Nei giorni scorsi e nelle settimane precedenti il sindaco Roberto Lagalla ha incontrato i rappresentati dei partiti della coalizione che lo ha eletto il 12 giugno. Nel corso di una recente riunione il primo cittadino ha fornito alcune indicazioni sui criteri di composizione della Giunta, "per come emerso a seguito dei contatti intrattenuti con i partiti": "Non intendo andare - ha detto - oltre la metà della prossima settimana per la presentazione ufficiale". Diversi i nomi che circolano in attesa di conferme.
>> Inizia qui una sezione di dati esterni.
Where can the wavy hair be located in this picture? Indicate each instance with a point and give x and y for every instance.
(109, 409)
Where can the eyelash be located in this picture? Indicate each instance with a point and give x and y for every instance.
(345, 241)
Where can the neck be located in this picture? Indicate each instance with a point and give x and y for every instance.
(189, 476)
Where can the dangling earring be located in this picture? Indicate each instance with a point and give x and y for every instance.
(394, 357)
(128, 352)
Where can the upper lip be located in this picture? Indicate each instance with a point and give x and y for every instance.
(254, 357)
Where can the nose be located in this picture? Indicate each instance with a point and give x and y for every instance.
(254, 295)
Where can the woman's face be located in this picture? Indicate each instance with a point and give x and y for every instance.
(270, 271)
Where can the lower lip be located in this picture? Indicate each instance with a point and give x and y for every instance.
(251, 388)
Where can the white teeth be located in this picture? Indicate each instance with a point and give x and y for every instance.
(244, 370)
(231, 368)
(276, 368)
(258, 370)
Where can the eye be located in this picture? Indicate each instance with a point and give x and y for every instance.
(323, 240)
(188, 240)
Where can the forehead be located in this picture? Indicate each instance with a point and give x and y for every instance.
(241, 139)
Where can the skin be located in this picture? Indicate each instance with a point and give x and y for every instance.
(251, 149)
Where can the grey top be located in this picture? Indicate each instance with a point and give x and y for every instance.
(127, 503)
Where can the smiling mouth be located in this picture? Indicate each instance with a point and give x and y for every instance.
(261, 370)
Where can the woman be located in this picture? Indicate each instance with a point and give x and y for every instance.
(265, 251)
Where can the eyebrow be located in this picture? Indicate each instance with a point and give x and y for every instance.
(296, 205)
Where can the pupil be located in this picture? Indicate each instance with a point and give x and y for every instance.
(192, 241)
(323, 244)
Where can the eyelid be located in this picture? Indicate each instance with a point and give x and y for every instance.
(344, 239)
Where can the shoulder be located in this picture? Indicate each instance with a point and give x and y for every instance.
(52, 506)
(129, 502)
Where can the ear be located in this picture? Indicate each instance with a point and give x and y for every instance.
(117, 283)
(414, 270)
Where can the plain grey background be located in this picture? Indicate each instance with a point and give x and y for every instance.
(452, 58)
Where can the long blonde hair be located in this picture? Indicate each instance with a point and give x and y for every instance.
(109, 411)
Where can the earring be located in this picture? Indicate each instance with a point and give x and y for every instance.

Secondo Confcommercio Palermo non c'è tempo da perdere e per questo "chiede con urgenza - afferma Di Dio attraverso una nota - che si dia vita alla nuova giunta, che possa fin da subito affrontare e risolvere i tantissimi problemi di Palermo, peraltro più volte esposti e sottolineati durante la campagna elettorale. Avremmo voluto assistere a un dibattito sulle qualità professionali di chi dovrà occuparsi della città in qualità di assessore, perché il buon senso vorrebbe che le scelte vengano fatte non sulla base dell’appartenenza ma per le capacità e le competenze".

Poi continua l'affondo. "Avremmo voluto sentire parole di responsabilità - afferma Di Dio - e non le sterili pretese su come dividersi le poltrone. Avremmo voluto assistere a scelte libere su alti profili della futura classe dirigente chiamata a gestire la città con onore, etica e competenza. L'ottima riuscita del Festino ha dimostrato come, lavorando con impegno e passione a un obiettivo comune, insieme con le associazioni e le forze imprenditoriali, si possano superare gli ostacoli. Noi imprenditori, che siamo il mondo del 'fare', pretendiamo adesso che si diano risposte urgenti e concrete alle troppe emergenze della città e che non prevalgano interessi individuali a cui i cittadini non sono interessati".